When is ‘having it all’ not enough?
OPINION - Many women of my generation have come to find out that 'having it all' does not necessarily bring happiness.
Women of my generation have been raised to believe that we can have it all, do it all and be it all. Our era is defined by the notion of the “independent woman” who is well educated, well dressed, financially free, has a great career, a fabulous social life and is able to buy anything that she likes.
There’s no doubt that I, and countless other women, have benefited from the sacrifices that were made by women who came before us. My ability to have a career I love, to vote and to make innumerable choices of my own free will is a direct result of those who fought hard – and even died – to ensure that future generations of women would be able to have everything that they themselves could not.

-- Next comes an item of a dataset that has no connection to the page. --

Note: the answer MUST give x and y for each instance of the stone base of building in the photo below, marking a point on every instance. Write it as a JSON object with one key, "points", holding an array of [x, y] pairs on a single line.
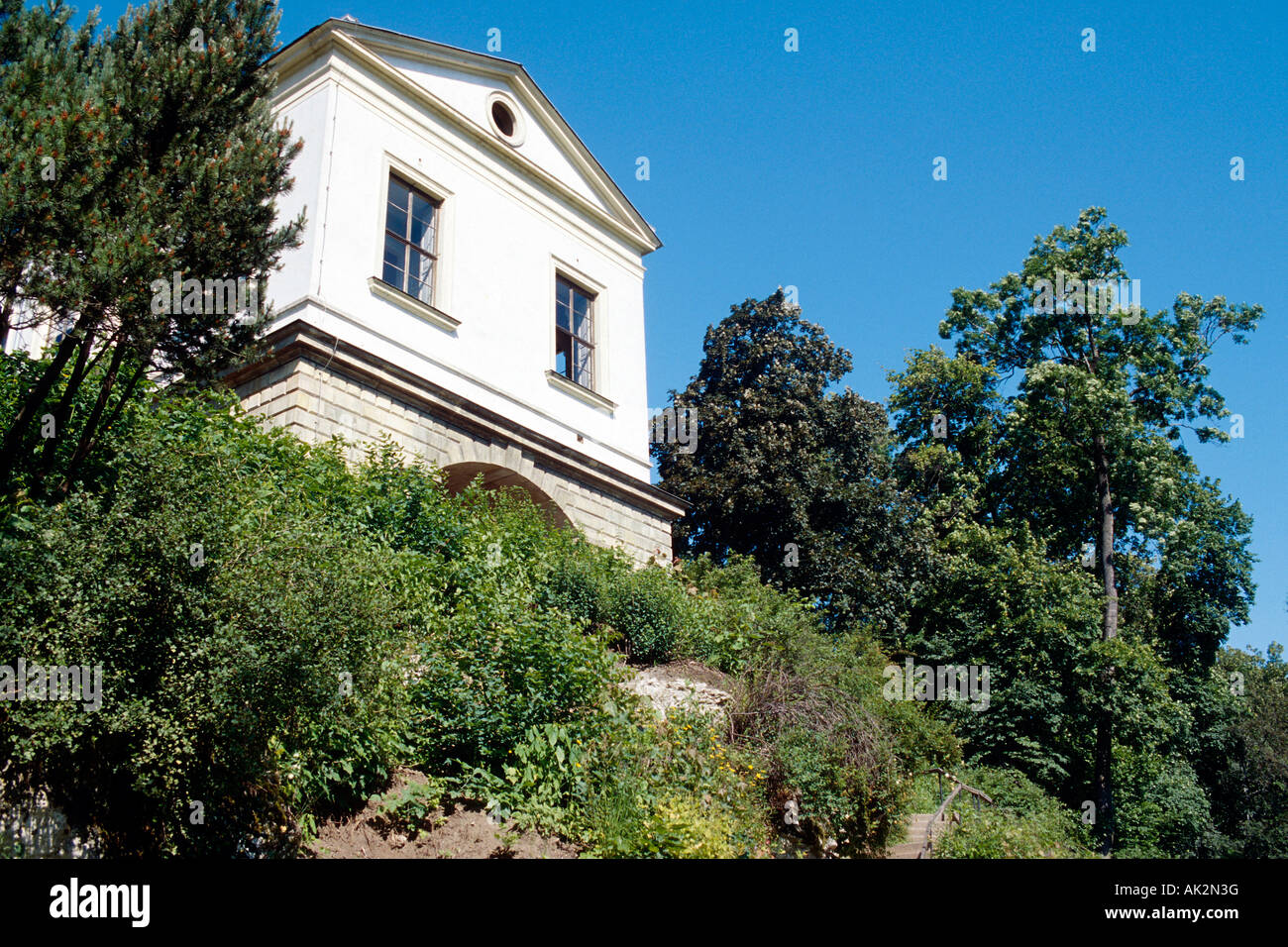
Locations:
{"points": [[318, 389]]}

However, many women of my generation have come to find out that ‘having it all’ does not necessarily bring happiness. Many of us have found that even after we have attained the status, the great job title, the salary, closets full of clothes and all of the other trappings of success as defined by our culture, there is often still something missing. Unfortunately that something – fulfillment, inner peace, satisfaction, contentment – cannot be bought, or earned at a university.
If there’s anything that the women’s rights movement forgot, it is the emotional and perhaps even spiritual component of womanhood. This may account for why the United States Social Study – which measures the emotional well being of Americans – recently found that despite the great advancements that women have made over the years, American women have become less happy with their lives. The decline in women’s happiness is a phenomenon that is increasingly common to the West, which seems counter intuitive when we consider what is available to us.
The reality is that while we accumulate material goods and external status, many of us remain unfulfilled on the inside. Furthermore, it can be a shock to find out that while being an ‘independent woman’ is great for certain environments, such as at work where a woman may be required to display constant strength at all times, it isn’t necessarily always conducive to the vulnerability, openness and expressiveness that is required in other areas of life. Striking that balance is crucial, however.
One of the areas in which this dichotomy has become very clear is in the world of dating and relationships. There are currently scores of attractive, educated, intelligent, sociable and eligible women who remain single. Black women in particular are getting married in fewer numbers. Many women complain that this is, in large part, to do with an apparent lack of suitable men. I disagree, however, with the notion that black women are unable to find suitable mates because there are no good black men out there. I think the issue goes a lot deeper than that.
Just as we’ve bought into the illusion that external trappings and material possessions make us happy, we have come to believe that because we have a degree, a corner office and can pay our bills on time, this makes us suitable dating partners. However, many women fail to see how what role their emotions, beliefs, preconceptions, self-esteem and inner confidence play not only in their day-to-day lives, but also in their love lives.
There’s no doubt that there are men out there who aren’t suitable dating, relationship or marriage material. However, when a woman ends up dating such a man – as even the most successful woman has at some point or other – rarely does she stop to ask herself why she chose him. Instead, she blames the man for who he is.
But if we women only took the time to look at ourselves honestly, we would see that even if we ‘have it all’ on the outside, it is likely that there are some elements of our own self-esteem and self-worth that require some work. In fact, a lot of work.
I speak from personal experience and from being a woman who has many single girlfriends. As someone who desires to get married one day, I have had to take a good look at myself to see what I was doing that was contributing to some of my dating mishaps. Yes, I have a Masters degree from Cambridge University, but I saw that I needed to work hard on my internal world to bring it up to the same standard of excellence that I had for my external world.
The constant moaning about men – particularly black men – that we women tend to engage in can become very tedious and circular. I am continually surprised at our shortsighted belief that we can do no wrong, and that our problems stem from men and their shortcomings rather than from our own choices. If the same type of man, or the same type of problem in other areas of our lives shows up over and over again, we must always remember that we are the only constant variable in the equation.
It’s time for us women to take responsibility and take a cold, hard look at ourselves. The constant brow beating of our brothers is destructive to them, and to us.
Perhaps it just isn’t our time yet and we haven’t found the right man. But it’s likely that there is also work for us to do on ourselves. The work of clearing up the baggage from our past, of building our levels of internal confidence and esteem and working on our inner dialogue, which for many ambitious women can be a harsh and critical one, is vital not only for relationships, but for our lives. It can be harder work than our college education. But it’s vital, and worthwhile.
Our focus should not just be about what looks good on the outside. We women need to ensure that our emotional lives are given as much attention as everything else. Then, and only then, will we really have it all.